Más astuta ha sido la manera de cambiar subrepticiamente el uso de otras palabras. Una de las manipulaciones más logradas es la imposición del término “migrante”. Hasta hace no mucho, teníamos a los emigrantes y a los inmigrantes, los que salen y los que llegan. El migrante era un entre dos, en el momento en que su estatus de persona en movimiento pasa de una situación a la otra. De golpe, la prensa redujo todo a “migrante” por consejo de la ONU y las ONG a favor de la inmigración para “no estigmatizar”, borrando las diferencias que recubren las distintas realidades de quien ha llegado de manera ilegal, el que viaja en primera en un avión o el que lleva una vida conforme a las leyes migratorias. Esta confusión deliberada está destinada a acomodar convenientemente las argumentaciones de los “sin fronteras”.
Pero, en la mentada batalla cultural, nada está tan sometido al capricho de la distorsión como “extrema derecha”, visto desde un sistema mediático que amplía minuto a minuto el alcance de esa etiqueta que clausura cualquier discusión (no se debate con el fascista, se lo combate). La elasticidad del concepto engloba ahora a los defensores del laicismo y la libertad de expresión, que por arte de magia han dejado de ser banderas de la izquierda para ser las de la ultraderecha. “Censura”, en cambio, se viste con el presentable traje de “moderación”.

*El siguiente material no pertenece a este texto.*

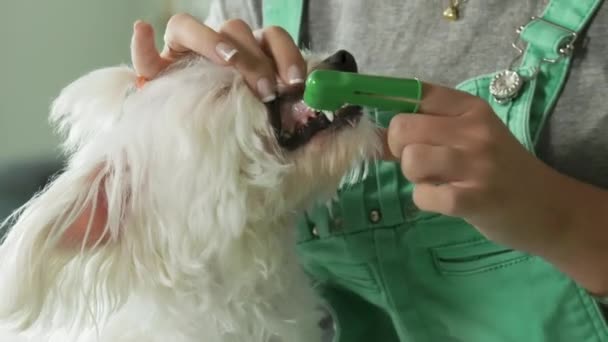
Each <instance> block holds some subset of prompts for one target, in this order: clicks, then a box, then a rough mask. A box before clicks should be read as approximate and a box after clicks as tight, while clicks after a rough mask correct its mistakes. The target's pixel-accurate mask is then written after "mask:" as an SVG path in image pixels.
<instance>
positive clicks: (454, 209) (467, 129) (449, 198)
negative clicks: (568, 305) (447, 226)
mask: <svg viewBox="0 0 608 342" xmlns="http://www.w3.org/2000/svg"><path fill="white" fill-rule="evenodd" d="M387 143H388V148H389V149H388V150H389V151H390V153H391V155H390V156H387V158H393V159H396V160H397V161H399V162H400V163H401V168H402V170H403V174H404V176H405V177H406V178H408V179H409V180H410V181H411V182H413V183H414V184H415V185H416V187H415V188H414V193H413V197H414V202H415V203H416V205H417V206H418V207H419V208H420V209H422V210H426V211H432V212H437V213H440V214H444V215H449V216H456V217H460V218H463V219H465V220H466V221H467V222H469V223H470V224H472V225H473V226H475V227H476V228H477V229H478V230H479V231H480V232H481V233H482V234H484V235H485V236H486V237H487V238H489V239H490V240H493V241H495V242H497V243H500V244H503V245H506V246H510V247H511V248H514V249H518V250H522V251H525V252H528V253H530V254H533V255H537V256H540V257H542V258H543V259H545V260H546V261H548V262H549V263H552V264H553V265H554V266H556V267H557V268H558V269H559V270H561V271H562V272H563V273H565V274H567V275H568V276H569V277H571V279H573V280H574V281H575V282H577V283H578V284H579V285H581V286H582V287H584V288H585V289H587V290H588V291H589V292H591V293H592V294H595V295H597V296H607V295H608V191H607V190H604V189H600V188H597V187H594V186H591V185H587V184H584V183H582V182H580V181H578V180H575V179H573V178H570V177H567V176H565V175H563V174H561V173H559V172H557V171H556V170H554V169H552V168H550V167H549V166H548V165H546V164H545V163H543V162H542V161H540V160H539V159H538V158H536V157H535V156H534V155H532V154H531V153H529V152H528V151H527V150H526V149H525V148H524V147H523V146H522V145H521V144H520V143H519V142H518V141H517V139H516V138H515V137H514V136H513V135H512V134H511V133H510V132H509V130H508V128H507V127H506V126H505V125H504V124H503V123H502V122H501V121H500V119H499V118H498V116H497V115H496V114H495V113H494V112H493V110H492V108H491V107H490V105H488V104H487V103H486V102H484V101H483V100H482V99H479V98H477V97H475V96H472V95H470V94H467V93H464V92H460V91H457V90H454V89H448V88H443V87H440V86H436V85H430V84H425V86H424V91H423V99H422V103H421V105H420V114H406V115H398V116H396V117H395V118H393V119H392V121H391V124H390V126H389V129H388V131H387Z"/></svg>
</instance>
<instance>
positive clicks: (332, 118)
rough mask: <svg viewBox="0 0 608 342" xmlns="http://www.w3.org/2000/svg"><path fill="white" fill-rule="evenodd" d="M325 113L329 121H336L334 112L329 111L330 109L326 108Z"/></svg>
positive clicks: (323, 112) (324, 114) (324, 112)
mask: <svg viewBox="0 0 608 342" xmlns="http://www.w3.org/2000/svg"><path fill="white" fill-rule="evenodd" d="M323 115H325V117H326V118H327V120H329V122H333V121H334V112H332V111H329V110H324V111H323Z"/></svg>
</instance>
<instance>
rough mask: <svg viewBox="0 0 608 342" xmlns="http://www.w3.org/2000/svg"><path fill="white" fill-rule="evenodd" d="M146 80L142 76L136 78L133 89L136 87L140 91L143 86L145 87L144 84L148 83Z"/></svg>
mask: <svg viewBox="0 0 608 342" xmlns="http://www.w3.org/2000/svg"><path fill="white" fill-rule="evenodd" d="M148 81H149V80H148V79H147V78H146V77H144V76H137V80H136V81H135V87H137V89H141V88H143V87H144V85H146V83H148Z"/></svg>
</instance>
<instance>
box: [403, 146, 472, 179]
mask: <svg viewBox="0 0 608 342" xmlns="http://www.w3.org/2000/svg"><path fill="white" fill-rule="evenodd" d="M471 165H472V161H470V160H469V159H468V158H467V156H466V155H465V154H464V153H463V152H462V151H461V150H459V149H455V148H451V147H447V146H432V145H425V144H411V145H408V146H406V147H405V148H404V149H403V151H402V152H401V170H402V172H403V175H404V176H405V178H407V179H408V180H409V181H410V182H412V183H422V182H427V183H429V182H431V183H449V182H458V181H462V180H464V179H465V178H466V177H467V176H468V173H469V172H470V170H471Z"/></svg>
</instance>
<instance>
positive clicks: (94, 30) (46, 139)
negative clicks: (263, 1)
mask: <svg viewBox="0 0 608 342" xmlns="http://www.w3.org/2000/svg"><path fill="white" fill-rule="evenodd" d="M195 1H199V3H197V5H198V6H197V10H198V11H200V8H201V3H206V1H205V0H195ZM171 6H173V7H171ZM171 8H179V9H180V10H184V9H186V10H187V9H188V6H187V4H185V3H180V2H178V0H173V1H171V0H84V1H83V0H50V1H49V0H2V1H0V167H1V166H2V165H3V164H5V163H7V162H9V161H15V160H24V159H32V158H38V157H44V156H48V155H52V154H53V153H56V151H57V147H56V146H57V143H58V140H57V137H56V136H55V135H54V133H53V132H52V131H51V128H50V127H49V125H48V121H47V116H48V108H49V106H50V103H51V101H52V100H53V98H54V97H55V96H57V94H58V93H59V91H60V90H61V88H62V87H64V86H66V85H67V84H68V83H69V82H71V81H72V80H74V79H75V78H77V77H79V76H81V75H82V74H84V73H86V72H88V71H90V70H92V69H95V68H99V67H104V66H109V65H115V64H120V63H129V61H130V57H129V42H130V38H131V30H132V24H133V22H134V21H135V20H136V19H144V20H146V21H148V22H151V23H152V24H153V25H154V26H155V28H156V30H157V33H158V36H159V38H160V36H161V35H162V31H163V29H164V25H163V24H164V23H165V22H166V20H167V19H168V17H169V15H170V14H171ZM203 8H204V7H203ZM197 15H201V13H200V12H199V13H197ZM158 41H159V42H158V43H159V47H160V39H158Z"/></svg>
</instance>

En España han impuesto la genialidad de “ultra”, logrando convertir un prefijo en sustantivo para designar exclusivamente los confines de la derecha. Sugestivamente, la expresión “extrema izquierda” les es desconocida; en todo caso no han encontrado casos que merezcan aplicarla.
La actualidad renueva permanentemente esta adulteración de las palabras. “Genocidio”, un concepto jurídico creado a partir del exterminio de los judíos, pretende ser usado más allá de los requisitos específicos del derecho para poder emplearlo. Así como el género, la percepción subjetiva debe imperar sobre otras realidades en nombre de la simpatía por la causa y su narrativa.
“Diversidad” es otra trampa clásica. Se refiere al nivel de melanina de las personas en una representación o sus preferencias sexuales, jamás a la diversidad económica o de ideas. El individuo es así condenado por sus determinismos étnico-sexuales. Un empleado blanco de McDonald’s y Donald Trump son una misma cosa; el hijo de un príncipe nigeriano y el príncipe de Mónaco en la misma foto son “diversidad”. En este sentido, la guerra en el diccionario de la Liga Antidifamación (ADL) que cambió, antes de volver sobre sus pasos, la definición de racismo, estimando que sólo podía aplicarse a la discriminación de un poderoso hombre blanco privilegiado a alguien de color, es una manipulación que ha quedado al descubierto.
Todo esto para decirles en esta newsletter inaugural que en estos correos voy a tratar de entender en público algo del caos que nos rodea y las palabras que se eligen para fabricarlo. Y si me aparto de lo aquí dicho e incurro en inevitables galicismos, que los trolls y los lectores me lo demanden.